In California, counties are responsible for providing behavioral health services for Medicaid beneficiaries with severe behavioral health needs (and for providing the nonfederal share of cost for these services in most cases). Currently, counties are able to receive federal reimbursement through Medicaid for crisis intervention services provided in the community. However, the extent to which they elect to establish mobile crisis teams to provide these crisis intervention services is unclear. (We note that in 2013, the state established a grant program—funded through the Mental Health Services Fund—which provided funding to counties that could be used to establish these mobile crisis teams.) Similar to our earlier discussion on enhanced federal funding for HBCS, we have a few outstanding questions about this new enhanced federal funding opportunity.

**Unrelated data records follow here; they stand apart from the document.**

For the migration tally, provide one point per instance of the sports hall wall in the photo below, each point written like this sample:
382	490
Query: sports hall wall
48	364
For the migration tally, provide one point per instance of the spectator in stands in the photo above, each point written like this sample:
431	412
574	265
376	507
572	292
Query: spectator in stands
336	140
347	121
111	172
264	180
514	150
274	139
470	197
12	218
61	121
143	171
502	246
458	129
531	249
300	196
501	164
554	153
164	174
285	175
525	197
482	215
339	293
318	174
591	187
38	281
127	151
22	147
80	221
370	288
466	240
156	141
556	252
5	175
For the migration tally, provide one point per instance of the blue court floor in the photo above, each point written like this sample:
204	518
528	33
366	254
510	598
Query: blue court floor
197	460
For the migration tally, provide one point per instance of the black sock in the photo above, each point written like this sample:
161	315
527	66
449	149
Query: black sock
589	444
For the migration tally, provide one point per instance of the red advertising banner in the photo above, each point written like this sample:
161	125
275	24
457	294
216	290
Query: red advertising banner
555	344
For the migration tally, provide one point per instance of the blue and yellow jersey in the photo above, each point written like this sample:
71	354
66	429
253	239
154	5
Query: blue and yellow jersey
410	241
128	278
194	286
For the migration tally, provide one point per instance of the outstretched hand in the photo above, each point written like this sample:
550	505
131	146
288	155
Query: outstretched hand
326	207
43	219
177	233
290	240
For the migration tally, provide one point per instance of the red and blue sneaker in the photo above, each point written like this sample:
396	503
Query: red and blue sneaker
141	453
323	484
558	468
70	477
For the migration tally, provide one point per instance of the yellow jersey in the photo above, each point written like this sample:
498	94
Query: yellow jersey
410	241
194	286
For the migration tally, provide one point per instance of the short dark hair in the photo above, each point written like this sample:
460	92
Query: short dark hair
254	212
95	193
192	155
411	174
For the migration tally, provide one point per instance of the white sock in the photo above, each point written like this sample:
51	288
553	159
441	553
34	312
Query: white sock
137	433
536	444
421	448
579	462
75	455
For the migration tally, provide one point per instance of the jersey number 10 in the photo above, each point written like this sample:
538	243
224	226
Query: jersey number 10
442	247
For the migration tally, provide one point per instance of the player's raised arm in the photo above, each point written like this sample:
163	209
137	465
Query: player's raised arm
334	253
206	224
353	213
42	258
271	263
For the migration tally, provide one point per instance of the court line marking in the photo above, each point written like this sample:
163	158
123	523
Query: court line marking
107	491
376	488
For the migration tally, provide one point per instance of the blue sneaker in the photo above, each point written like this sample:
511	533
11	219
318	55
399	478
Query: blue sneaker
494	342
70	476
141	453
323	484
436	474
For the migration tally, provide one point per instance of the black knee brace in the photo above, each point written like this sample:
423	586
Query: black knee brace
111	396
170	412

These include (1) whether the mobile crisis services referenced by the ARP Act are directly comparable to the current crisis intervention services provided by California counties in the community, (2) whether the state would be required to submit a Medicaid state plan amendment or an amendment to a federal Medicaid waiver to access this enhanced federal funding, and (3) how the ARP Act’s non-supplantation language—which references the level of state funding—would be applied to California (since counties provide most of the nonfederal share of funding for these services). Given these questions, we are unable at this time to estimate a fiscal impact to California of this new opportunity for enhanced federal funding.